The 56-year-old student at Southwestern Illinois College has become an enthusiastic advocate for the St. Louis Symphony Orchestra, speaking steadfastly about the soul-stirring music he hears in Powell Hall.
“Every time I listen to classical music, it’s like it opens up a new horizon,” he said warmly.
But Skinner’s history with classical music doesn’t involve instrument lessons or regular trips to classical concerts. He didn’t grow up in a household familiar with Beethoven, Schumann, or Stravinsky. In fact, he heard a classical concert for the first time this past year, when he attended a SLSO Symphony in Your College chamber concert at Washington University.
Rob Nugent, a SWIC instructor in music appreciation and saxophone study, gave his students an assignment: attend a concert and write a review. At the concert, Skinner met Maureen Byrne, SLSO Associate Vice President of Community and Education Partnerships.

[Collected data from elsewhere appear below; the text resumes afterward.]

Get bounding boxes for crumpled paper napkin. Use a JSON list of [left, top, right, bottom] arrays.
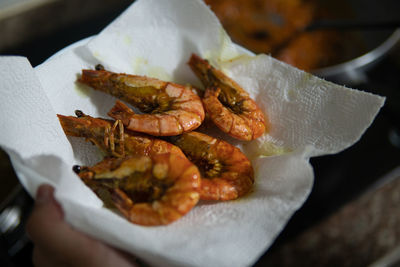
[[0, 0, 385, 266]]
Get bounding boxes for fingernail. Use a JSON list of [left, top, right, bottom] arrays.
[[36, 184, 54, 204]]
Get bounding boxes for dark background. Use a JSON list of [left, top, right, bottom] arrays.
[[0, 0, 399, 266]]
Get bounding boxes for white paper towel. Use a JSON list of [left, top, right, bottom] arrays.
[[0, 0, 385, 266]]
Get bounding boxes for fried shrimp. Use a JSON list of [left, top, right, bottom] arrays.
[[78, 69, 205, 136], [171, 131, 254, 201], [57, 111, 185, 158], [76, 153, 201, 226], [58, 112, 200, 225], [188, 53, 266, 141]]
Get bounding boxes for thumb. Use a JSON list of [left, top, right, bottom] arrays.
[[26, 185, 139, 267], [26, 184, 64, 243], [26, 184, 100, 265]]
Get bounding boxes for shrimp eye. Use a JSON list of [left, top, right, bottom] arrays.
[[75, 110, 84, 117], [95, 64, 104, 71], [72, 165, 81, 174]]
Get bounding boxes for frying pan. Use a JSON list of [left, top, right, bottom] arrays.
[[311, 0, 400, 84]]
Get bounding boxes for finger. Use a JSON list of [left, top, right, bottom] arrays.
[[32, 246, 57, 267], [26, 184, 64, 245], [26, 184, 100, 263], [26, 185, 139, 267]]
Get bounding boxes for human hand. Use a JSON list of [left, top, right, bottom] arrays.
[[26, 184, 139, 267]]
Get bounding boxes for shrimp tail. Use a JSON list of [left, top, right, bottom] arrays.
[[110, 189, 164, 225], [187, 54, 212, 86], [111, 188, 134, 213]]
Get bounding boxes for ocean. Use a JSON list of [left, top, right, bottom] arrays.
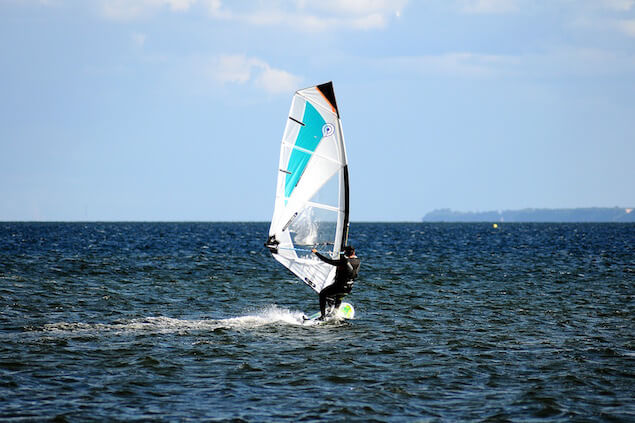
[[1, 222, 633, 421]]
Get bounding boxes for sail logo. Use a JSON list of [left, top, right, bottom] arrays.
[[304, 277, 316, 289], [322, 123, 335, 137]]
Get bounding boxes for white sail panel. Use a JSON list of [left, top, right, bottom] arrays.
[[266, 82, 349, 293]]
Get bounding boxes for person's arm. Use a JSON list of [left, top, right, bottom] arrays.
[[312, 249, 344, 266]]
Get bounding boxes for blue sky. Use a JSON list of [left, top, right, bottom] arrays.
[[1, 0, 634, 221]]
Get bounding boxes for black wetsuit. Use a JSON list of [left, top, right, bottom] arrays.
[[315, 252, 361, 317]]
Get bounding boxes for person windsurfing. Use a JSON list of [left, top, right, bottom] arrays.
[[311, 245, 360, 320]]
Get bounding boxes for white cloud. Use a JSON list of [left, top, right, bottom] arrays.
[[375, 47, 635, 80], [458, 0, 520, 14], [298, 0, 407, 16], [166, 0, 196, 11], [558, 0, 635, 40], [600, 0, 635, 11], [256, 67, 303, 94], [349, 12, 386, 30], [571, 14, 635, 39], [616, 19, 635, 36], [100, 0, 197, 20], [98, 0, 406, 31], [211, 55, 260, 84], [294, 0, 408, 30], [210, 55, 302, 94]]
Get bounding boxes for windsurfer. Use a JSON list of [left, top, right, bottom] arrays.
[[311, 245, 360, 320]]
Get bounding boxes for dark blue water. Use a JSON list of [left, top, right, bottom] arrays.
[[1, 222, 633, 421]]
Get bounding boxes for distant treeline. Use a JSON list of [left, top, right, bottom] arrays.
[[423, 207, 635, 222]]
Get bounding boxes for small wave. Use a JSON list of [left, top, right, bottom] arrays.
[[219, 304, 306, 328]]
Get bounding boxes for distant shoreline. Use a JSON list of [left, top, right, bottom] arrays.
[[423, 207, 635, 223]]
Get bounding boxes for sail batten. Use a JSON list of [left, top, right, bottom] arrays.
[[282, 142, 343, 164], [266, 82, 349, 293]]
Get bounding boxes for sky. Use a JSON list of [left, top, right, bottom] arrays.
[[1, 0, 634, 221]]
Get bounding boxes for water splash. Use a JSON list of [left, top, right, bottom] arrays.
[[217, 304, 306, 328]]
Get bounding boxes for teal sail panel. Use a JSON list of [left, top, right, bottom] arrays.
[[284, 102, 325, 198]]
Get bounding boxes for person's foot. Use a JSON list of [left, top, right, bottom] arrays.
[[317, 315, 326, 321]]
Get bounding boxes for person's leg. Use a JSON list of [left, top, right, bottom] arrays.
[[334, 295, 344, 310], [319, 291, 327, 318], [319, 284, 339, 318]]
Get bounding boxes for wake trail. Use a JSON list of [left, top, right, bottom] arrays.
[[23, 305, 311, 338]]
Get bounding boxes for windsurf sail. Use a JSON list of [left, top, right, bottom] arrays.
[[265, 81, 349, 293]]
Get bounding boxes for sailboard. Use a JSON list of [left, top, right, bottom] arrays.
[[265, 81, 352, 305], [303, 302, 355, 323]]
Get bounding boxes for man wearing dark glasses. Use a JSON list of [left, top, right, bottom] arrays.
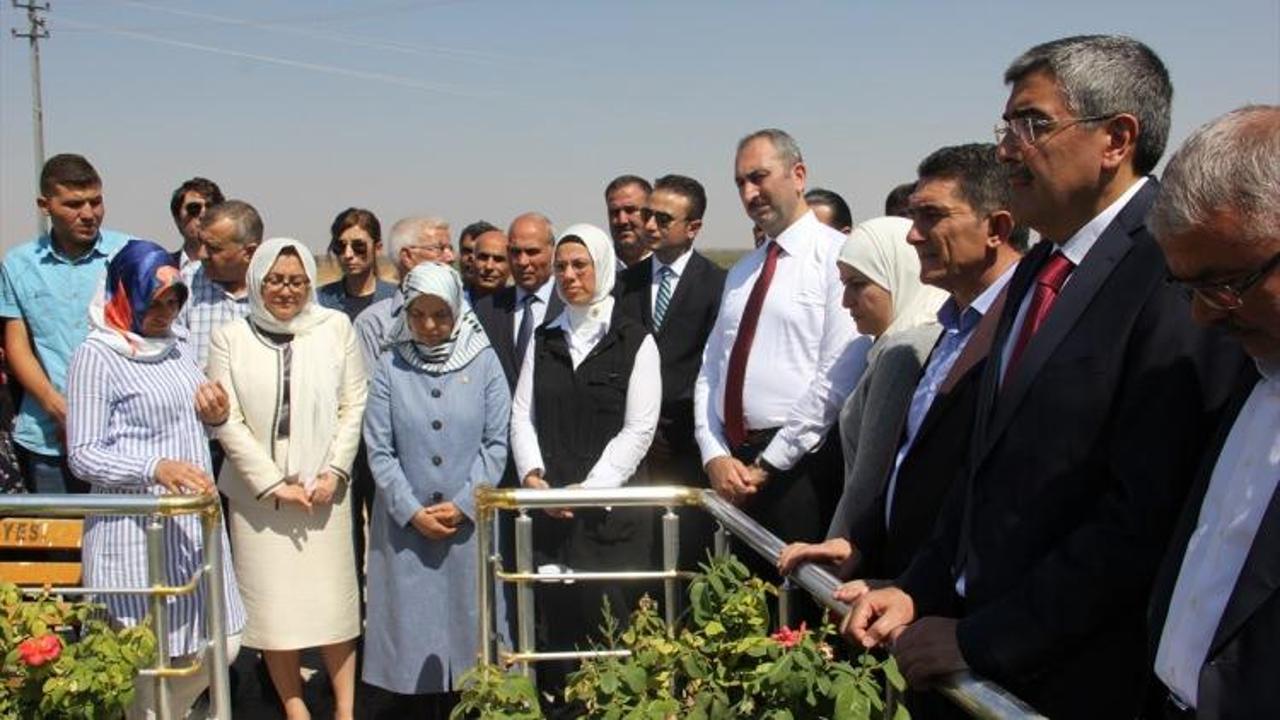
[[168, 177, 224, 269], [1148, 105, 1280, 720]]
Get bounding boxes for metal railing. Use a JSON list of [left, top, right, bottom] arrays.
[[0, 493, 234, 720], [474, 485, 1045, 720]]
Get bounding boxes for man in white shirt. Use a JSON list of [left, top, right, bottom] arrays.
[[694, 128, 865, 600], [1148, 105, 1280, 719]]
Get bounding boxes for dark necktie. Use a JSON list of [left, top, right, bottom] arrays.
[[515, 293, 537, 365], [723, 240, 782, 449], [1004, 251, 1074, 382]]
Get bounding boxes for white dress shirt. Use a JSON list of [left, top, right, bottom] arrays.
[[509, 314, 662, 489], [694, 210, 867, 471], [650, 249, 693, 318], [511, 279, 555, 337], [1155, 364, 1279, 707]]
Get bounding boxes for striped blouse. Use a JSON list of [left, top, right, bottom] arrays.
[[66, 338, 245, 657]]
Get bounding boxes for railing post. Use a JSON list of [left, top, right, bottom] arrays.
[[661, 508, 680, 630], [514, 509, 535, 682], [476, 503, 494, 666], [777, 577, 794, 631], [145, 514, 173, 720], [200, 505, 232, 720], [713, 520, 728, 557]]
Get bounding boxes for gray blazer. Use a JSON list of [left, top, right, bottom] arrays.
[[827, 322, 941, 543]]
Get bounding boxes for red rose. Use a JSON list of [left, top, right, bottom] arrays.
[[770, 621, 808, 649], [17, 634, 62, 667]]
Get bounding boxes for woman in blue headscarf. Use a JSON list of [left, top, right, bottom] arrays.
[[65, 238, 245, 719], [362, 261, 510, 719]]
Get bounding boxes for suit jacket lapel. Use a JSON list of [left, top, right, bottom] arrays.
[[636, 256, 655, 332], [939, 286, 1008, 396], [658, 252, 701, 339], [982, 183, 1153, 452], [544, 290, 565, 329]]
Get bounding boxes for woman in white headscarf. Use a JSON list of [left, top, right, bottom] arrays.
[[207, 237, 367, 720], [509, 223, 661, 700], [778, 216, 947, 580], [361, 262, 510, 719]]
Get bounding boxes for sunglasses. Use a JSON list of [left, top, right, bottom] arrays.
[[183, 201, 209, 218], [329, 239, 371, 256], [639, 208, 681, 229]]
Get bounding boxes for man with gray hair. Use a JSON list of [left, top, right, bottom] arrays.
[[844, 36, 1242, 717], [1148, 105, 1280, 719], [175, 199, 262, 370], [352, 215, 452, 367]]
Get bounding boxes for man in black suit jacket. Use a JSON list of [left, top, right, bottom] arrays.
[[1146, 106, 1280, 719], [168, 176, 223, 268], [473, 212, 563, 391], [615, 174, 726, 565], [843, 36, 1244, 718]]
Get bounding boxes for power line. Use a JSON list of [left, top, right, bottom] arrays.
[[12, 0, 50, 236]]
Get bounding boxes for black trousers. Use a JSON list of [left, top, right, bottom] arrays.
[[729, 428, 844, 629]]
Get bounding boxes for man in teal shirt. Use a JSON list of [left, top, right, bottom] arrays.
[[0, 154, 129, 493]]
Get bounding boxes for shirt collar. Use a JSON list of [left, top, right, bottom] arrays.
[[36, 231, 112, 264], [767, 210, 820, 257], [652, 248, 693, 280], [517, 278, 554, 305], [1056, 177, 1148, 267], [937, 262, 1018, 333]]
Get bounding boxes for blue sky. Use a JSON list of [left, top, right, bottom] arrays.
[[2, 0, 1277, 254]]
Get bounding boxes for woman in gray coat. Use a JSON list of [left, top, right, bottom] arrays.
[[361, 262, 511, 719]]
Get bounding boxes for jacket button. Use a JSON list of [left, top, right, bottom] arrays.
[[432, 420, 443, 430], [431, 388, 442, 398], [432, 456, 443, 466]]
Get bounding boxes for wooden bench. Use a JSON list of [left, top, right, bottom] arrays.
[[0, 517, 83, 586]]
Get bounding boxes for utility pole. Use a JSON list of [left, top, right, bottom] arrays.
[[12, 1, 50, 236]]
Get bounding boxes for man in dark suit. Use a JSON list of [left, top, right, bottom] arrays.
[[1146, 105, 1280, 719], [843, 35, 1243, 718], [473, 212, 563, 391], [615, 174, 727, 565], [778, 143, 1027, 584]]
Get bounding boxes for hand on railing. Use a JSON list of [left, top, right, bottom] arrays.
[[840, 584, 916, 649], [777, 537, 854, 576], [521, 471, 574, 519], [153, 459, 215, 496]]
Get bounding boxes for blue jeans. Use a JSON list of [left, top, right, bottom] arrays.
[[16, 446, 88, 494]]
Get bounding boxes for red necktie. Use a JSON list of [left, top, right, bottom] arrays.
[[1005, 251, 1074, 381], [723, 240, 782, 449]]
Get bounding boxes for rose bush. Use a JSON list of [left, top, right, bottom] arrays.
[[1, 581, 156, 719]]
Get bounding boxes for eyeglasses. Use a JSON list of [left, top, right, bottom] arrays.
[[639, 208, 681, 229], [329, 239, 370, 256], [1172, 251, 1280, 311], [994, 113, 1117, 146], [263, 274, 310, 291], [183, 201, 209, 218]]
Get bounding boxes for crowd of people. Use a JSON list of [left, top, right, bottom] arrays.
[[0, 31, 1275, 720]]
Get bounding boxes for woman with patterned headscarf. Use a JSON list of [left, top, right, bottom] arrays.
[[207, 237, 366, 720], [509, 223, 662, 704], [65, 238, 245, 719], [361, 261, 510, 719]]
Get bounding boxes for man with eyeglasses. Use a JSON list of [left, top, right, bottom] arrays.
[[352, 216, 453, 369], [616, 175, 726, 565], [844, 36, 1243, 718], [168, 177, 225, 270], [1146, 105, 1280, 720], [605, 174, 653, 270]]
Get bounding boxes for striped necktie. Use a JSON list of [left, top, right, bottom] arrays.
[[653, 265, 675, 331]]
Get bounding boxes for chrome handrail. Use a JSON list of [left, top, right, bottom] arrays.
[[0, 493, 233, 720], [475, 485, 1045, 720]]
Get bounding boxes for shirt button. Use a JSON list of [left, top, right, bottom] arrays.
[[432, 420, 443, 430], [432, 456, 443, 466], [431, 388, 442, 398]]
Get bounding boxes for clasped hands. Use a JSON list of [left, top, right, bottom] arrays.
[[410, 501, 464, 540], [705, 455, 769, 505], [834, 581, 969, 688], [273, 471, 342, 513], [521, 471, 576, 519]]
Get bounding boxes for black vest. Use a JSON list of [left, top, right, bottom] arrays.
[[532, 314, 646, 487]]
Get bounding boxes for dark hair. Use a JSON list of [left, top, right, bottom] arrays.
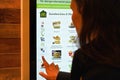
[[75, 0, 120, 67], [75, 0, 120, 47]]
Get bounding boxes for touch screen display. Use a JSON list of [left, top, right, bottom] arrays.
[[36, 0, 79, 79]]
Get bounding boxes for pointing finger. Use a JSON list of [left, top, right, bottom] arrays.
[[42, 56, 49, 67]]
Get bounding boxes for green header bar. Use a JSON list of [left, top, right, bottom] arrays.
[[37, 0, 71, 4], [37, 0, 71, 9], [37, 4, 70, 9]]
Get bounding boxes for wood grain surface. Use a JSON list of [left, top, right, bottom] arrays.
[[0, 68, 21, 80], [0, 24, 20, 38], [0, 39, 20, 53], [0, 0, 20, 9], [0, 9, 20, 24], [0, 0, 21, 80]]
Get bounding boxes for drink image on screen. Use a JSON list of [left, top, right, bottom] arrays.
[[36, 0, 78, 80]]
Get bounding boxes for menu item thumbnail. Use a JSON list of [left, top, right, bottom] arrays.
[[68, 50, 74, 58], [52, 50, 61, 59], [52, 36, 61, 44], [69, 36, 76, 43], [69, 22, 75, 28], [53, 21, 61, 29]]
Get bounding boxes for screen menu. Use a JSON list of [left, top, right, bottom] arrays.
[[36, 0, 79, 80]]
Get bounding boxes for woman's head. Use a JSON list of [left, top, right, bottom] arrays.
[[71, 0, 120, 46], [70, 0, 82, 35]]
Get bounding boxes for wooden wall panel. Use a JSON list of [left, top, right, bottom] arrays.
[[0, 0, 21, 79], [0, 9, 20, 24], [0, 0, 20, 9], [0, 68, 21, 80], [0, 24, 20, 38], [0, 54, 20, 68], [0, 38, 20, 53]]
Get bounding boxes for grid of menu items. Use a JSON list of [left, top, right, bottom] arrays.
[[36, 0, 80, 79], [37, 9, 79, 80]]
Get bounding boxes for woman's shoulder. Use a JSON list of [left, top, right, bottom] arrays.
[[73, 48, 98, 68], [74, 48, 90, 59]]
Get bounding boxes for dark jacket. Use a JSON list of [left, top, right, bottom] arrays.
[[56, 39, 120, 80]]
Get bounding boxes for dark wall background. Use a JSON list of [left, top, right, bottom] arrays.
[[0, 0, 21, 79]]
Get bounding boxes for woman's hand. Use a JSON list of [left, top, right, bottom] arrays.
[[39, 56, 59, 80]]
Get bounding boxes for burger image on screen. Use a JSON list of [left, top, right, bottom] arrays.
[[53, 21, 61, 29]]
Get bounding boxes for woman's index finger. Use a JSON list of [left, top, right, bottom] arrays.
[[42, 56, 49, 67]]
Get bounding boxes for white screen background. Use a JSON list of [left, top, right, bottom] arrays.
[[36, 9, 78, 80]]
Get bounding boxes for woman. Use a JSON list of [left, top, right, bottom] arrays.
[[40, 0, 120, 80]]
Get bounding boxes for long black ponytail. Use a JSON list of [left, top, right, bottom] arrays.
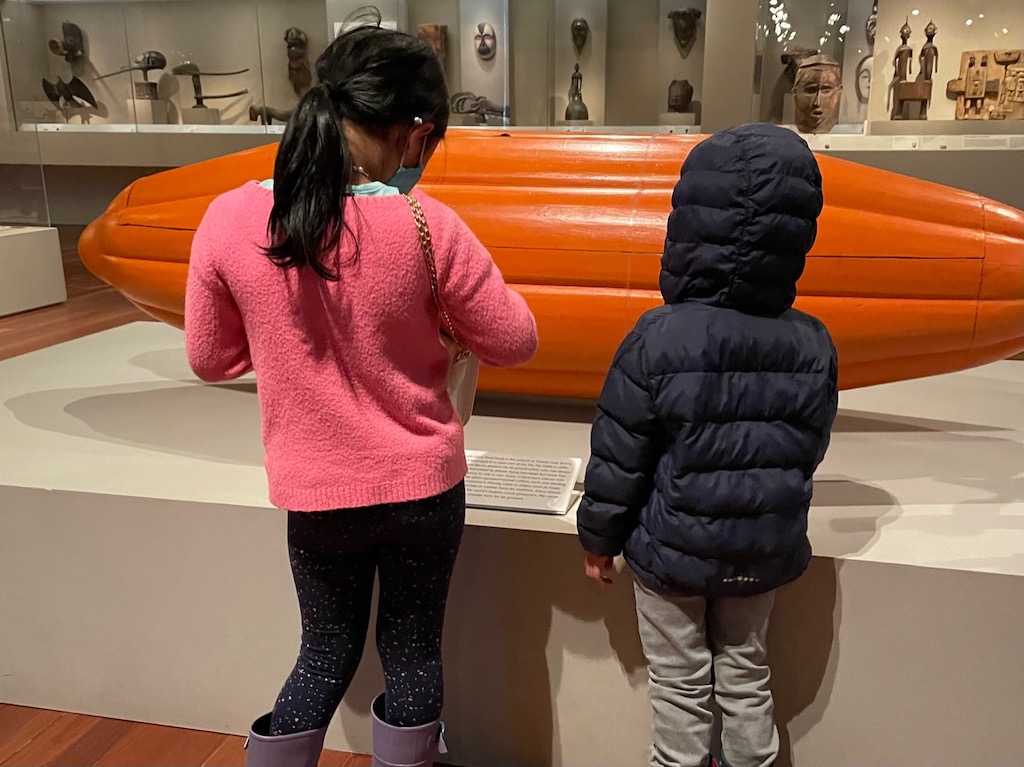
[[263, 10, 450, 281]]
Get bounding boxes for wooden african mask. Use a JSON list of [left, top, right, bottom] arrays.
[[571, 18, 589, 55], [793, 55, 843, 133], [474, 22, 496, 61], [668, 8, 701, 54]]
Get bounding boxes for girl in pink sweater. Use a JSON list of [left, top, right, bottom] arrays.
[[185, 18, 537, 767]]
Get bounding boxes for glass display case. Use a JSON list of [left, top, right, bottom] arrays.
[[0, 0, 709, 140], [1, 13, 47, 226], [752, 0, 1024, 148], [0, 0, 330, 134]]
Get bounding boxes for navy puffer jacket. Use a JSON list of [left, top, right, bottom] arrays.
[[578, 124, 838, 597]]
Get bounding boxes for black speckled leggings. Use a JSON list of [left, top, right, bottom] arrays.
[[269, 482, 465, 736]]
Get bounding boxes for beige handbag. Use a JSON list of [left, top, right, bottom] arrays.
[[405, 194, 480, 424]]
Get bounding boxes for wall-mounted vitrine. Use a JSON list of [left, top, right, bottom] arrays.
[[1, 0, 330, 134], [1, 11, 47, 226], [752, 0, 1024, 149]]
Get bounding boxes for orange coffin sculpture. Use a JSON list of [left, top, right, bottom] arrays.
[[80, 129, 1024, 398]]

Skinner told Byrne he was blown away by the wind quintet concert.
“I love it when someone puts their heart into what they do,” he recalled thinking.
Skinner was fascinated with the talent of the SLSO musicians.
“Frankie was an immediate and genuine fan of the musicians and the music,” Byrne said. “He was so moved by what just five musicians could do, so I offered him a couple of tickets to hear what 90+ SLSO musicians sound like when they’re playing together on the Powell Hall stage.”
Skinner took her up on that offer and has since attended a handful of SLSO concerts with the entire orchestra.
On May 11, he attended a performance of Hector Berlioz’s Symphonie fantastique – the classical season finale led by Music Director Designate Stéphane Denève. He talked excitedly about the pre-concert conversation, the informational presentation held one hour before each classical concert.
“I love classical music. I didn’t think I would ever love it the way I love it now. Sometimes I come here by myself and sit back and close my eyes and listen to the story,” he said.
Growing up, Skinner said, he heard classical music as the soundtrack to films and cartoons. Often, he would tune out the visuals and focus on how the music told the story.
“Before television, before radio, all anyone could do is tell stories,” he reflected. “The music, I realized, tells the story.”
With that fateful SWIC assignment long in his past, Skinner still reviews each SLSO concert he attends and sends them to Byrne, the person who connected the dots between SLSO’s community outreach efforts and classical concerts.
“Every classical piece performed was just sweet to my ears,” he wrote of the March 29-31 concerts featuring Karen Gomyo performing Tchaikovsky’s Violin Concerto.
By entering a world previously unknown to him, Skinner has become a SLSO super fan.
“Though all the music he has heard is new to him, he has been thrilled with every single concert he’s attended. His reviews are absolutely priceless and incredibly authentic,” Byrne said.
And Skinner is not quiet about his enthusiasm for the SLSO.
He has introduced several friends and neighbors to classical music. On May 11, he brought a neighbor who had never attended a SLSO concert. And he wants to bring others.
He explains: “It’s hard to get people to understand the music, unless they come to hear it. It reaches down into your soul, and then, you know how it feels.”